You could further weight these emphasis keywords within themselves.
You just add a full colon followed by a decimal number to the word you want to emphasize. The decimal numbers are percentages, so they must add up to 1.
I.e. (massive belly:0.7) (huge breasts:0.3) would emphasize both prompts but emphasize the belly more than twice the strength it applies to the boobs.
jeans, (white t-shirt), (freckled face), deep skin, office lighting - we prefer jeans, but we do not mind if they are otherwise, same with office lighting. If the model decides hey maybe shorts and candlelight, hey, let the boy try. These terms are near the end of the prompt so they may or may not be respected, depending on CFG scale.
NEGATIVE PROMPTING:
(lazy eye), (heterochromia), lowres, bad anatomy, bad hands, text, error, missing fingers, extra digit, fewer digits, cropped, worst quality, low quality, normal quality, jpeg artifacts, signature, watermark, username, blurry, bad feet, extra limbs, (multiple navels), (two navels), (creases), (folds), (double belly), thin, slim, athletic, muscular, fit, fat face, blemished stomach, rash, skin irritation
These are all things we DON'T want to see, and we can use emphasis here as well. you don't have to use a negative prompt, but it's often quite helpful to achieve what you're going for. In this example, I wanted to make sure that the subject would not be described as muscular or athletic.
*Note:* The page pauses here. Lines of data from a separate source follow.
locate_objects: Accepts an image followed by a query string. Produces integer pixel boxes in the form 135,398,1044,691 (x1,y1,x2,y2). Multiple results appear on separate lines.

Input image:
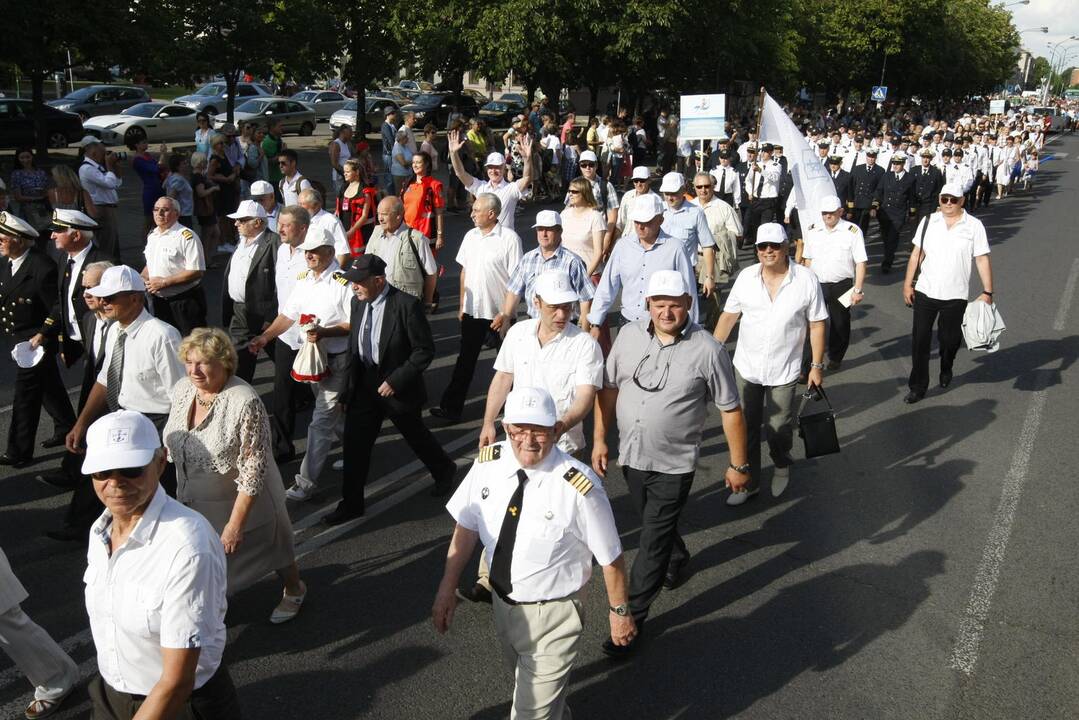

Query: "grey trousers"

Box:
735,370,798,490
0,604,79,702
Hit generate and watch the magic happen.
MISC BEGINNER TIPS:
+ Experiment and find your favorite sampler. I tend to favor the three DPM++ options. All samplers vary in speed, quality, amount of steps required for good results, variety, etc. It will take some experimentation to find your favorites and you may need to use different ones depending on context (if generating from scratch or img2img, for example). Note that, the original base model was trained on DDIM, so you may want to play with that one at least a little bit, to get an idea of how the model generated images by default, before we had an array of other samplers to choose from.
+ CFG scale refers to how closely the model should try to follow the text prompt. A lower scale of 6-8 will produce more variety but may not follow the text prompt as closely as a higher scale of 9-11.
Higher than 11 (13+) can 'overcook' an image, and lower than 6 (1-3) can produce messy, blurry, unfocused generations.
+ When running a batch size of more than one, try tick the 'Extra' checkbox and drag the variation strength to .5-.7 for interesting inspirations. Especially effective with simple prompts only describing a subject, not what they are doing or where they are.
Edited last time by admin on 04/12/2023 (Wed) 02:34:48.